Le contrat de traversiers avec la BC Ferries permettrait à Davie d’assurer du boulot à au moins 450 travailleurs

Davie lorgne un contrat d'environ 1 milliard $

EXCLUSIF / Chantier Davie a faim. L’entreprise de Lévis est en lice pour un contrat d’environ 1 milliard de dollars pour la construction de traversiers pour la BC Ferries, en Colombie-Britannique, a appris Le Soleil.

«On parle ici d’un appel d’offres qui est également ouvert aux entreprises étrangères», note une source bien au fait du dossier. «Comme chantier canadien, Davie est en très bonne position. Il est le seul au Canada à être actuellement capable de remplir ce contrat. Cela pourrait assurer du boulot à au moins 450 travailleurs», poursuit-il.

L’appel d’offres de la BC Ferries consiste à construire entre cinq et huit nouveaux traversiers au cours des 12 prochaines années.

Selon nos informations, au cours des derniers jours, l’entreprise lévisienne a reçu la confirmation qu’elle avait franchi la première étape du processus de sélection. 

D’ici le mois d’avril, période pour la fin des soumissions, le chantier maritime travaillera à peaufiner davantage sa proposition. Ensuite, des responsables de la compagnie publique de la Colombie-Britannique devraient venir visiter Davie quelque part ce printemps.

L’échéancier pour le début des travaux n’est pas encore connu.

«BC Ferries souhaite avoir des traversiers avec des moteurs à propulsion hybride, soit au gaz naturel liquéfié [GNL] et au diesel», explique notre source. «Ce sont des systèmes que Davie connaît très bien. Pour le GNL, ils ont été les premiers en Amérique du Nord à avoir maîtrisé cette technologie», rappelle-t-il.

En effet, Davie a récemment livré deux bateaux passeurs propulsés au gaz naturel liquéfié et au diesel marin à la Société des traversiers du Québec (STQ), soit le Armand-Imbeau II et le Jos-Deschênes II. 
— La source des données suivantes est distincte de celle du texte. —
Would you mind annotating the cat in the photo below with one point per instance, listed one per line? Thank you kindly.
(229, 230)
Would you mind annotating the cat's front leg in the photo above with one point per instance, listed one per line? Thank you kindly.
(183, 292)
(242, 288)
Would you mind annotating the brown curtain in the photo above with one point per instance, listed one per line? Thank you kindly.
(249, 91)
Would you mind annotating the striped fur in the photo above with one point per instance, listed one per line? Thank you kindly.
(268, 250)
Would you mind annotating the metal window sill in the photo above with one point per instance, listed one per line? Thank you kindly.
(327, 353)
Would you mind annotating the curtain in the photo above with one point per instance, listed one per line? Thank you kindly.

Il faut toutefois rappeler que durant ces chantiers la facture des travaux est passée de 125 millions $ à 324 millions $.

Joint par Le Soleil, jeudi, la direction de Davie n’a pas voulu confirmer nos informations. Elle n’a toutefois pas caché avoir de l’intérêt pour des projets en Colombie-Britannique.
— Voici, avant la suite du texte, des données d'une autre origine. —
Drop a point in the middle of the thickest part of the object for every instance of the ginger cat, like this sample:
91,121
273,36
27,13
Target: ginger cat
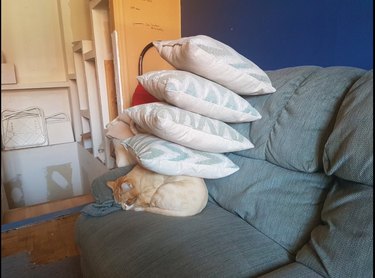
144,190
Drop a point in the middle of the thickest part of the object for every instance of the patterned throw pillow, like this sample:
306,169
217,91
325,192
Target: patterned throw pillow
216,61
167,158
197,94
186,128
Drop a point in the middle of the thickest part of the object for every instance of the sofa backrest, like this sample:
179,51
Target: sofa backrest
283,182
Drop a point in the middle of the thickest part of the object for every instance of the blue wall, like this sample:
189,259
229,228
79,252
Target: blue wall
283,33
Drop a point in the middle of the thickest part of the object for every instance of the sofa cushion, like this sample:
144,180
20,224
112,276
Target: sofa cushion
197,94
283,204
213,243
293,270
298,116
349,151
342,245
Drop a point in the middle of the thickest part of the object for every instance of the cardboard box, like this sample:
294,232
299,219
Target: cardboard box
8,74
«Nous sommes à l’affût de toutes opportunités d’affaires», répond le porte-parole, Frédérik Boisvert.

Cette offensive du chantier maritime s’inscrit alors que l’entreprise cherche de nouvelles occasions d’affaires afin de diminuer sa dépendance envers les contrats d’Ottawa dans le cadre de sa Stratégie nationale de construction navale. 

Mesure d’aide

Afin d’être plus compétitif face à ses rivaux à l’international, dans un document présenté à l’occasion des consultations prébudgétaires, on peut lire que Davie aimerait qu’Ottawa revienne sur sa décision d’éliminer le tarif douanier d’importation des traversiers de 25 %. 

Cet élément forçait les organisations canadiennes à payer un surplus si elles choisissaient un produit fabriqué à l’extérieur du pays.
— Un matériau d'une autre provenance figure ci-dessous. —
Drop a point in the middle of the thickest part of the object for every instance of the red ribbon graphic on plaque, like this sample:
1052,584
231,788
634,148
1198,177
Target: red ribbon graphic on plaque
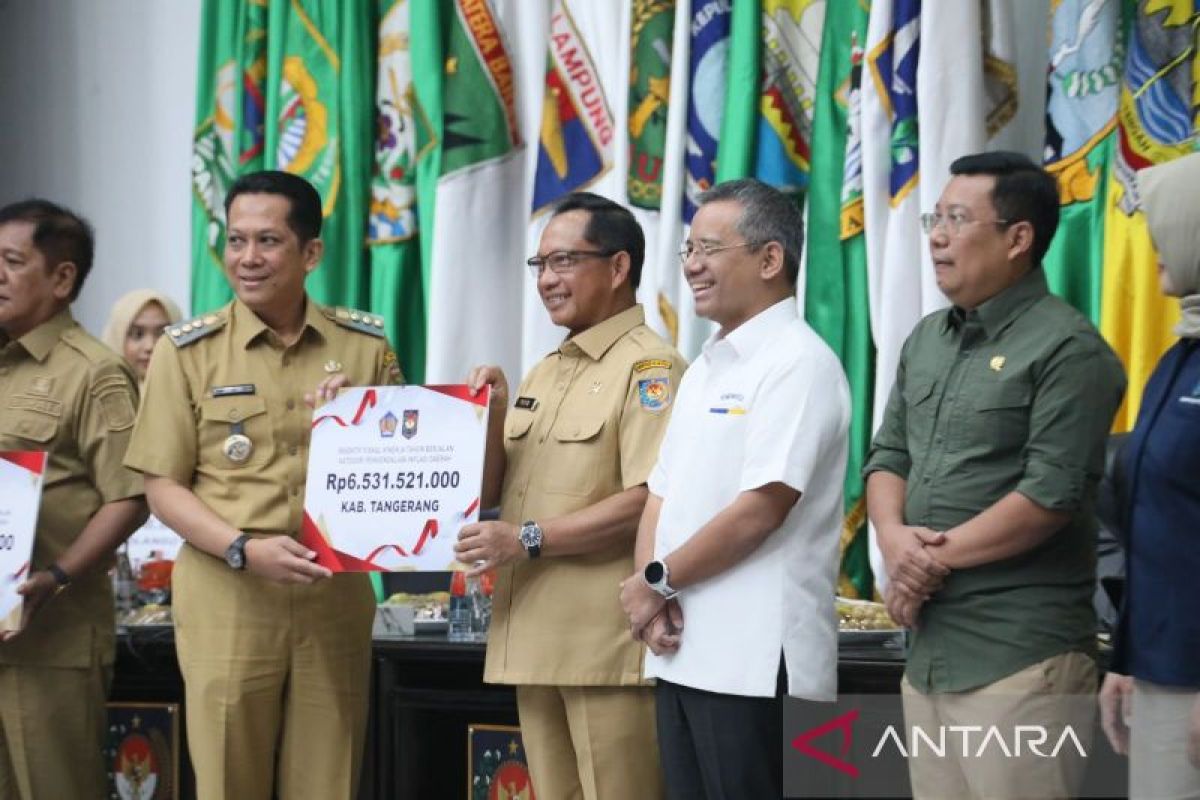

«Cela aiderait le Québec à rivaliser pour la construction des traversiers en Ontario et en Colombie-Britannique», écrit Davie.

La signature d’un contrat avec la BC Ferries ne devrait pas empêcher le chantier maritime de Lévis de répondre aux besoins d’Ottawa.

Dans ses installations sur la Rive-Sud, l’entreprise peut mener en parallèle environ six projets visant la construction, la rénovation ou la conversion de navires.

Actuellement, 200 personnes travaillent à Davie.

Jeudi, l’Association des fournisseurs de Chantier Davie Canada a lancé une pétition afin que la compagnie de Lévis obtienne sa juste part des 100 milliards $ en contrats dans le cadre de la Stratégie fédérale de construction navale.